On your own

## Warning: package 'ggplot2' was built under R version 3.2.5

5.6 Working backwards, Part II. page(257)

A 90% confidence interval for a population mean is (65, 77). The population distribution is approximately normal and the population standard deviation is unknown. This confidence interval is based on a simple random sample of 25 observations. Calculate the sample mean, the margin of error, and the sample standard deviation.

90% confidence interval is (65, 77), n = 25, df = 24 \(mean(\bar{x})=\frac{x1+x2}{2}\) = \(\bar{x}=\frac{65+77}{2} =71 \) Margin of error is \(ME=77-71=6\)

  • Sample standard deviation
t24 <- qt(0.95, df=24)
t24
## [1] 1.710882
  • To calculate the sample standard deviation \(ME=t*SE\)
n <- 25
ME <-6
df <- 24
p <- 0.9
p_2tails <- p + (1 - p)/2

t_val <- qt(p_2tails, df)

# Since ME = t * SE
SE <- ME / t_val

# Since SE = sd/sqrt(n)
sd <- SE * sqrt(n)
sd
## [1] 17.53481
  • Answer \(\bar{x}=71, ME =6, s= 17.53481 \)

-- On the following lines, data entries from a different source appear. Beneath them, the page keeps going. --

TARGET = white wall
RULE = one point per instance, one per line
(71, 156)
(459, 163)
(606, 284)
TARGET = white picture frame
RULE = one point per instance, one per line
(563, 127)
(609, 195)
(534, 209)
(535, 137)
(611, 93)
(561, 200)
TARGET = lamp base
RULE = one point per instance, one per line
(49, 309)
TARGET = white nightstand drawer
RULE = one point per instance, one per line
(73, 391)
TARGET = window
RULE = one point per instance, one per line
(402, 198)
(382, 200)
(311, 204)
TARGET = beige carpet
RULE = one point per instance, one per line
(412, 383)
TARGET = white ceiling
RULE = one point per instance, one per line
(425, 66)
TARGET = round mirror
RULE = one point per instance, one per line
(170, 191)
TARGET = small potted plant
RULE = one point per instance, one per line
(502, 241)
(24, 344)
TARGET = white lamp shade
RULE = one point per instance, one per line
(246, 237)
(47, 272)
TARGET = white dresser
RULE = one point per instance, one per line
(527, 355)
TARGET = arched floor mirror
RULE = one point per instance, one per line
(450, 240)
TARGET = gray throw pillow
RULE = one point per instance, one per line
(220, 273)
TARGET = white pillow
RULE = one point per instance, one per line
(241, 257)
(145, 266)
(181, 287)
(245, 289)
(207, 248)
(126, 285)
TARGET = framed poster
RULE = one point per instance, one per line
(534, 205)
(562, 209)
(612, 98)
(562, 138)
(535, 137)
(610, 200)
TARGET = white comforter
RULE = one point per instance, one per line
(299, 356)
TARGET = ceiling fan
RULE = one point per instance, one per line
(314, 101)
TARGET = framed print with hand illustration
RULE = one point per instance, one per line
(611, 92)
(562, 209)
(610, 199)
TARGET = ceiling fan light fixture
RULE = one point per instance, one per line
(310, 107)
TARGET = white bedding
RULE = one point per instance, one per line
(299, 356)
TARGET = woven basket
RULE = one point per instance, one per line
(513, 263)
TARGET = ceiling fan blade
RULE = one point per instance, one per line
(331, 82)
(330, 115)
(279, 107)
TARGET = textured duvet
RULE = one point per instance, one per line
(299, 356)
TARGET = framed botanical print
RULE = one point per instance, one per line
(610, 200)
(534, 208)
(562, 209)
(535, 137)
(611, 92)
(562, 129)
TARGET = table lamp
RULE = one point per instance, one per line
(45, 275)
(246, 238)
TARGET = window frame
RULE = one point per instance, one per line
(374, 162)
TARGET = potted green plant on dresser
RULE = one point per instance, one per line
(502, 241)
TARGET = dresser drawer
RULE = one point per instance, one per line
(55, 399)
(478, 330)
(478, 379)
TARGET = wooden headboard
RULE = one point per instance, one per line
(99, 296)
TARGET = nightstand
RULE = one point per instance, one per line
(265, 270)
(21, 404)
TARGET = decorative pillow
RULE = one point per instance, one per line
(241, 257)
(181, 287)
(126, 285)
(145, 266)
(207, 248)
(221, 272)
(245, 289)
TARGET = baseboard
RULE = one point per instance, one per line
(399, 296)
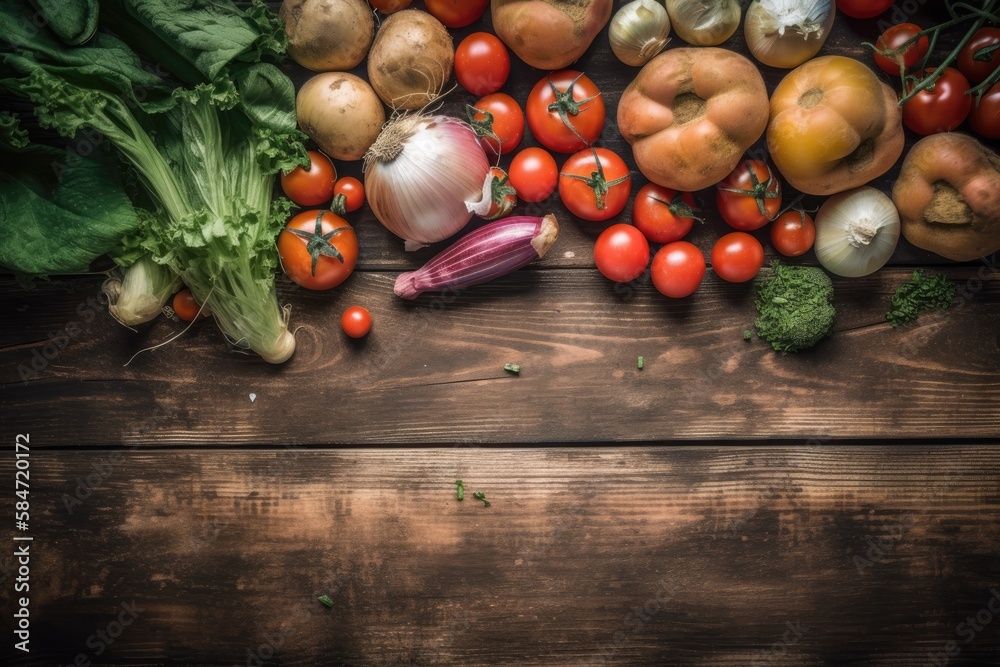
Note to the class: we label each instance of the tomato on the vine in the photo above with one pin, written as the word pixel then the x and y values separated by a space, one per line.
pixel 863 9
pixel 565 111
pixel 482 63
pixel 621 253
pixel 534 174
pixel 793 233
pixel 892 40
pixel 737 257
pixel 678 269
pixel 942 107
pixel 985 118
pixel 750 196
pixel 318 249
pixel 356 322
pixel 313 185
pixel 662 214
pixel 498 121
pixel 976 71
pixel 456 13
pixel 349 194
pixel 185 307
pixel 594 184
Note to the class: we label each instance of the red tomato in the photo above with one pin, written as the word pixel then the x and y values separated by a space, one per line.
pixel 594 184
pixel 863 9
pixel 985 118
pixel 621 253
pixel 565 111
pixel 887 54
pixel 185 307
pixel 750 196
pixel 793 233
pixel 941 108
pixel 974 70
pixel 737 257
pixel 318 249
pixel 533 173
pixel 389 6
pixel 356 322
pixel 313 185
pixel 498 122
pixel 482 63
pixel 663 215
pixel 457 13
pixel 348 194
pixel 677 269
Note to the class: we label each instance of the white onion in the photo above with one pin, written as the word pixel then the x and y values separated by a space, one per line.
pixel 786 33
pixel 856 232
pixel 420 173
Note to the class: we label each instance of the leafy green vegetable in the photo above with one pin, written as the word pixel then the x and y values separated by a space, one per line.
pixel 796 307
pixel 921 294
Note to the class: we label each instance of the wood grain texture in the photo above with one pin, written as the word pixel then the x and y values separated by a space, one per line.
pixel 628 556
pixel 432 370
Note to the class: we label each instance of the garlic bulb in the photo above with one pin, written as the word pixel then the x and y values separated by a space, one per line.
pixel 419 174
pixel 856 232
pixel 704 22
pixel 786 33
pixel 639 31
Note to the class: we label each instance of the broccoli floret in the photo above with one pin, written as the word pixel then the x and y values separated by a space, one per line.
pixel 796 307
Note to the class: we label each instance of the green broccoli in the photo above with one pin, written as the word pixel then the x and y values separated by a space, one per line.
pixel 796 307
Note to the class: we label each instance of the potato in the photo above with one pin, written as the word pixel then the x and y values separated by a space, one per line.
pixel 411 59
pixel 341 113
pixel 328 35
pixel 549 34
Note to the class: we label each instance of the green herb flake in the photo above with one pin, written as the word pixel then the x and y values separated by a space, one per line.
pixel 923 293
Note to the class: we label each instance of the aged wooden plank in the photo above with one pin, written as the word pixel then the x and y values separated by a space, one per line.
pixel 627 556
pixel 432 371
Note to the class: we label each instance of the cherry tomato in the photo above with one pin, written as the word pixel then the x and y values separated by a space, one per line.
pixel 750 196
pixel 892 40
pixel 389 6
pixel 457 13
pixel 318 249
pixel 482 63
pixel 533 173
pixel 348 195
pixel 677 269
pixel 793 233
pixel 621 253
pixel 498 122
pixel 313 185
pixel 976 71
pixel 985 118
pixel 594 184
pixel 185 307
pixel 356 322
pixel 863 9
pixel 737 257
pixel 941 108
pixel 663 215
pixel 565 111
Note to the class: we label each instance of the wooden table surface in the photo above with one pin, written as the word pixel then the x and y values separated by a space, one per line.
pixel 725 505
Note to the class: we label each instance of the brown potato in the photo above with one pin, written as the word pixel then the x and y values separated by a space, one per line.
pixel 328 35
pixel 341 113
pixel 948 197
pixel 549 34
pixel 691 113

5.14 SAT scores. (page 259)

SAT scores of students at an Ivy League college are distributed with a standard deviation of 250 points. Two statistics students, Raina and Luke, want to estimate the average SAT score of students at this college as part of a class project. They want their margin of error to be no more than 25 points.

  1. Raina wants to use a 90% confidence interval. How large a sample should she collect?

\(SD(\sigma) = 250, ME=25\ , CE= 0.9\)

\(ME = z.SE\ -> SE = \frac{ME}{z}\) Also we know \(ME = z*\frac{sd}{\sqrt{n}}\) => \(n = (\frac{z.sd}{ME})^2 \)

z <- 1.65 # due to 90% Confidence interval
ME <- 25
sd <- 250

n <- ((z * sd) / ME ) ^ 2
n
## [1] 272.25
  1. Luke wants to use a 99% confidence interval. Without calculating the actual sample size, determine whether his sample should be larger or smaller than Raina’s, and explain your reasoning.

Luke needs to collect a larger sample to have higher confidence that the sample is representative of the population.

  1. Calculate the minimum required sample size for Luke.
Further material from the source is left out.